Soon the Environmental Protection Agency may be adding a new charge to your monthly bill, but it won’t be itemized. This one I’m very familiar with because I’ve spent the past two years challenging it in court. I call it the EPA’s “good-neighbor fee” since it comes from a part of the Clean Air Act called the good neighbor provision. It’s the amount that the EPA says you need to pay to clean up the pollution that blows from your state into neighboring states.
The fee originates from an EPA regulation adopted in July 2011, called the Cross-State Air Pollution Rule, that tells 27 states and the District of Columbia how much cross-state pollution they must reduce from their power plants. The more pollution, the higher the good-neighbor fee.
Most Americans are probably fine with paying a fee to clean up their state’s harmful interstate pollution. I live in the Midwest, and I know my state’s emissions get blown east and raise air pollution levels that could cause health problems in other states. It seems fair that I should pay to fix that problem, particularly since my state likely benefits from the economic activity related to the pollution.
Water vapor streams away from a coal fire electric plant over the ice-covered St. Croix River seen from the interstate bridge separating Wisconsin and Minnesota at Hudson, Wisconsin in 2010. Agence France-Presse/Getty Images
But the EPA’s good-neighbor fee comes with some fine print that many states and utility companies find unfair. If you live in a lesser-polluting state—such as New York, Iowa, South Carolina or my home state of Wisconsin—your good neighbor fee is higher than it would be if the EPA were simply comparing cross-state emission levels. Why? So that more-polluting states—such as Illinois, Ohio, Missouri and Louisiana—don’t have to spend as much.
On Dec. 10, the Supreme Court heard oral arguments in EPA v. EME Homer City Generation, in which more than a dozen states as well as private companies are challenging the Cross-State Air Pollution Rule and how its fees are determined. The court agreed to hear the case after the D.C. Circuit Court of Appeals struck down the rule in 2012, determining that “Congress did not authorize EPA to simply adopt limits on emissions as EPA deemed reasonable.”
Industry lawyers like me (my firm represents one of the utility companies in the case) and the D.C. Circuit Court agree that the law requires an “air-quality only” approach based solely on how much pollution a state sends to neighboring states. The EPA, however, looks at how much it would cost various states to reduce their emissions. To lower the overall cost of reducing cross-state pollution, the EPA says it can decide the amount each state has to pay, even if it requires some states to pay more than their fair share.
During oral arguments, Justice Antonin Scalia made it clear that he viewed the EPA’s cost-based approach as illegal under the Clean Air Act because a number of lesser polluting states are forced to clean up more than they would under an air-quality only approach.

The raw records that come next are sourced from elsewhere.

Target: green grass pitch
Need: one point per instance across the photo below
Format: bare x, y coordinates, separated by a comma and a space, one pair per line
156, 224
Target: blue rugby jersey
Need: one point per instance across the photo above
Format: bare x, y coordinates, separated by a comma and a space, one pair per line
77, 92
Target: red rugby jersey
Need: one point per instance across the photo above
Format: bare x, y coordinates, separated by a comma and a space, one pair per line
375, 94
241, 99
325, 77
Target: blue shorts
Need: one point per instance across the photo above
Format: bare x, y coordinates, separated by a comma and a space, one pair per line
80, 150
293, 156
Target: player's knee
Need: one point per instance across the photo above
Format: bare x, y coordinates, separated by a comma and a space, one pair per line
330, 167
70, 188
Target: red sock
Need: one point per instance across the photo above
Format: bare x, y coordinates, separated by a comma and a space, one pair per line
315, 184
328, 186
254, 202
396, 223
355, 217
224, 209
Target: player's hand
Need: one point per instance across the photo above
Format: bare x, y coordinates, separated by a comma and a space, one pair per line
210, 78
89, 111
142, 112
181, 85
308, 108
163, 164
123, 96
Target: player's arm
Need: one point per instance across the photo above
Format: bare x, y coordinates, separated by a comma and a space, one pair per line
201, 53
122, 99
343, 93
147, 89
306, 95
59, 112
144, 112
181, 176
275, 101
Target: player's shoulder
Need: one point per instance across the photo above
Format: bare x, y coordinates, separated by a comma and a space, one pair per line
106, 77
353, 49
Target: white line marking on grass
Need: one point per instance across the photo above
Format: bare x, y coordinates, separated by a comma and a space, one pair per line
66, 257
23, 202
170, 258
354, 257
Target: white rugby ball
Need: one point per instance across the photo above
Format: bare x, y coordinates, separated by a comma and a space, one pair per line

Justices Stephen Breyer and Elena Kagan, however, seemed to side with the EPA, repeatedly pointing out that the agency’s cost-based approach is rational because it minimizes overall costs.
No one—not Justice Scalia or the state and industry challengers—questioned the fundamental logic of the EPA’s cost-based approach. They should have, because it ignores a critical factor: the cost of electricity.
The EPA’s rule covers 27 states. Of those states, the 10 most-polluting pay an average electric rate of 8.6 cents per kilowatt hour (kWh), or about 20% less than the nationwide average. The 10 least-polluting states pay an average rate of 10.7 cents per kWh, or about 5% higher than the nationwide average. So, although the EPA’s approach might cost less overall, its rule will cause the lesser polluting states to subsidize the more-polluting states, even though the more-polluting states are already paying some of the lowest electric rates in the country. This seems like bad policy to me.
Let’s look at an example using my home state of Wisconsin. Illinois power plants emit twice as much harmful cross-state pollution as Wisconsin plants. Yet the EPA’s rule would require Wisconsin plants to reduce their emissions by 70% and Illinois plants to reduce by only 10%—all because EPA thinks Wisconsin plants are cheaper to clean up. This means that my good-neighbor fee in Wisconsin will be higher than it would be under an air-quality only approach because I have to offset some of Illinois’s pollution. But my electric rate in Wisconsin is already about 10.5 cents/kWh, while Illinois’s citizens pay about 8.5 cents/kWh. Surely Illinois can afford the higher costs.
Unfortunately we don’t know how much more expensive an air-quality only approach would be for the more polluting states because the EPA never did those calculations. So it’s difficult to say from a policy perspective how much of the compliance costs, if any, should be shifted between the states.
One thing is clear. Regardless of whether the EPA’s cost-based approach is legal, it’s definitely not sensible. Unless, of course, you live in a more polluting state.
Mr. Potts is a partner at Foley & Lardner LLP in Madison, Wis. His firm represents a Wisconsin electric and gas utility in EPA v. EME Homer City Generation.